Nel frattempo tanti viaggi, l’acquisto della casa dove vivono attualmente e l’impegno di Stefania all’interno della squadra di nuoto agonistico del “Santa Lucia”. “Per me che non sono mai stata una sportiva è stata una bella sfida – ricorda –. Mi è servito non solo come riabilitazione a livello motorio, ma soprattutto per ricostruire l’autostima e la fiducia in me stessa. Ho conosciuto persone che mi hanno aiutato a capire come fosse possibile continuare a condurre una vita autonoma”. Dopo il matrimonio Stefania ha trovato il suo attuale lavoro: operatrice presso il call center di SuperAbile, dove risponde alle telefonate degli utenti che hanno bisogno di informazioni, suggerimenti e qualche volta anche solo di essere ascoltati. Nel 2003 è nato Giacomo. “È stata una gravidanza bellissima – racconta –. Nessun problema a rimanere incinta, nessuna nausea, tutto liscio come l’olio. Ho effettuato un parto cesareo programmato e il bambino ha preso subito il mio latte. È sempre cresciuto bene, l’ho allattato fino all’età di un anno”.
Ad aiutare Stefania sono subito arrivati i suoi genitori, che dopo un po’ si sono trasferiti da Orbetello a Roma. “Non mi ricordo grandi difficoltà, siccome non potevo spingere il passeggino lo tenevo sempre con me nel marsupio. Non appena ha cominciato a camminare, non potendogli tenere le manine, creavo un percorso di sedie che lo aiutasse a bordeggiare. E quando si sentiva stanco si accucciava sui miei piedi”.

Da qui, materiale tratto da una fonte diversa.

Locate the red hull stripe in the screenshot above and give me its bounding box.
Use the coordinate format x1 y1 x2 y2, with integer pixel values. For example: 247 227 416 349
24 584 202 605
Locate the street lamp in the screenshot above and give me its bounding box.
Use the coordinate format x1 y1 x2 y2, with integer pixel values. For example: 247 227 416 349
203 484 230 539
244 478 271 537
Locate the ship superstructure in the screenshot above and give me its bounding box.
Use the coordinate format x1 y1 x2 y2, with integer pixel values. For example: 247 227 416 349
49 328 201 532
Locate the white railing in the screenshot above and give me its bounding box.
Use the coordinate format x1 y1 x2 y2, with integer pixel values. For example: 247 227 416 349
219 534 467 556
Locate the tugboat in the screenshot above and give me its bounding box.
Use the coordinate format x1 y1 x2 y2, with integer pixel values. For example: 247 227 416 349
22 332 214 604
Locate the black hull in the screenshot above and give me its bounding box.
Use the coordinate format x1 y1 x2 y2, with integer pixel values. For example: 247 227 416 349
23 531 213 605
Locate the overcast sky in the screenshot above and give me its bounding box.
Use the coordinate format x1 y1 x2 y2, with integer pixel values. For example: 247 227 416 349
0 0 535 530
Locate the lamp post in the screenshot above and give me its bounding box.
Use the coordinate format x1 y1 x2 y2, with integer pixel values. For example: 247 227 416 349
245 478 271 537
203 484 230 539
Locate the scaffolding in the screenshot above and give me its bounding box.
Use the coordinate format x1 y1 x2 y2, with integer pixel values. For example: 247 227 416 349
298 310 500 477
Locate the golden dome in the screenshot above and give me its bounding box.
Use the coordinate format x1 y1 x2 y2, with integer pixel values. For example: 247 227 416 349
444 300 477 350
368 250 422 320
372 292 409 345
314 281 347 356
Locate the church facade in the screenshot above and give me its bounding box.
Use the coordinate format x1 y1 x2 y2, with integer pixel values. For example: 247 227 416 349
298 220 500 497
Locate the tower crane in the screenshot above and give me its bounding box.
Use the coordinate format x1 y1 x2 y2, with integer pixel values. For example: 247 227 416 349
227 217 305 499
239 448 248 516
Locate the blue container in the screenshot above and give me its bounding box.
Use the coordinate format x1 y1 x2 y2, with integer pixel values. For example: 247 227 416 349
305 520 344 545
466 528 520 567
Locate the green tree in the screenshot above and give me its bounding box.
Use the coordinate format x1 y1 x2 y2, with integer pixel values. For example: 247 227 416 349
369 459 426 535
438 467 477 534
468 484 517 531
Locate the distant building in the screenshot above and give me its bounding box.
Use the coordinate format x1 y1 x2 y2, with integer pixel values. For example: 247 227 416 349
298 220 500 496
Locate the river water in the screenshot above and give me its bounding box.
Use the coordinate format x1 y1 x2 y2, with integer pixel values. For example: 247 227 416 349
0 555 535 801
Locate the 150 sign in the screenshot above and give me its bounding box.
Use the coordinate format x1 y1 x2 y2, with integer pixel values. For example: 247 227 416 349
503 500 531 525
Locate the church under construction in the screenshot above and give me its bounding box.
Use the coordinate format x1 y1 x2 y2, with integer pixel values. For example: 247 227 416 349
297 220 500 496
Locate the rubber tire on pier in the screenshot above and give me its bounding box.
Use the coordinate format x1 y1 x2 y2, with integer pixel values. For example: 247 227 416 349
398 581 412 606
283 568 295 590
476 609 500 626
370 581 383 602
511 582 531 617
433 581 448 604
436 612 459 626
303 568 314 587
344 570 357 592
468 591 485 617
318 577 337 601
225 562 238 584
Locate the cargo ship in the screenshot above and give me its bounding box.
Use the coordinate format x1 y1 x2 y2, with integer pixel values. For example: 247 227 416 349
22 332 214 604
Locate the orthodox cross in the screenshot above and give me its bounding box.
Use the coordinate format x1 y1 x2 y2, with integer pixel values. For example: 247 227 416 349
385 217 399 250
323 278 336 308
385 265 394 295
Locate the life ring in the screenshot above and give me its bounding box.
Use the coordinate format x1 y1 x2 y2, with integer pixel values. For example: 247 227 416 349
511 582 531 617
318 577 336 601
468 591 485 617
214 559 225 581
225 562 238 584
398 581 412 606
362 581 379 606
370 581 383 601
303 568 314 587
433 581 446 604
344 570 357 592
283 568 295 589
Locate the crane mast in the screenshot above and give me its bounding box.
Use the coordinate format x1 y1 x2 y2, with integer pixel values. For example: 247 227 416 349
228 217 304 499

Se oggi potesse cambiare qualcosa del suo passato, Stefania farebbe sicuramente un secondo figlio. Quando è arrivato Giacomo aveva 33 anni, e all’epoca le apparivano tanti. “Già mi sembrava difficile con un bimbo piccolo, figuriamoci con due. Inoltre durante l’allattamento ero ingrassata tanto, e io non me lo posso permettere: muoversi in sedia a ruote diventa davvero faticoso se prendi peso. Ora penso che, se avessi voluto, avrei potuto farlo. Ma alla fine le cose sono andate così”.
L’arrivo del bambino ha portato anche un nuovo modo di vivere la vita. Stefania ha conosciuto altre mamme, alcune delle quali oggi per lei sono diventate come sorelle. “Sono completamente autonoma, ma ci aiutiamo a vicenda ogni volta che possiamo. Se non posso andare a prendere mio figlio a scuola o accompagnarlo a fare sport, c’è sempre qualcuna che si offre di aiutarmi. Non ho la più pallida idea di cosa voglia dire essere sola”.
Intanto Giacomo cresce sereno e “pacioccone”, com’è sempre stato fin da piccolo. Oggi ha dieci anni e sta per fare la prima comunione. Mostra serio il quaderno di scuola per dimostrare che studia già I Promessi sposi ed ecco che spicca un bel dieci alla fine di un compito. Se glielo fai notare, abbassa lo sguardo di imbarazzo e di piacere. “Non mi ha mai fatto particolari domande sulla mia sedia a ruote o forse io non me le ricordo più – precisa sua madre –. È sempre stato tutto molto normale. Appena ha avuto l’età per farlo ha cominciato a correre avanti per strada con l’intento di segnalare un gradino o una qualsiasi barriera architettonica”. A volte spinge correndo la carrozzina di sua madre. Qualche tempo fa Stefania gli ha domandato: “Meglio una mamma in piedi o in sedia a ruote?” La risposta di Giacomo non si è fatta attendere: “Meglio una mamma come te!”.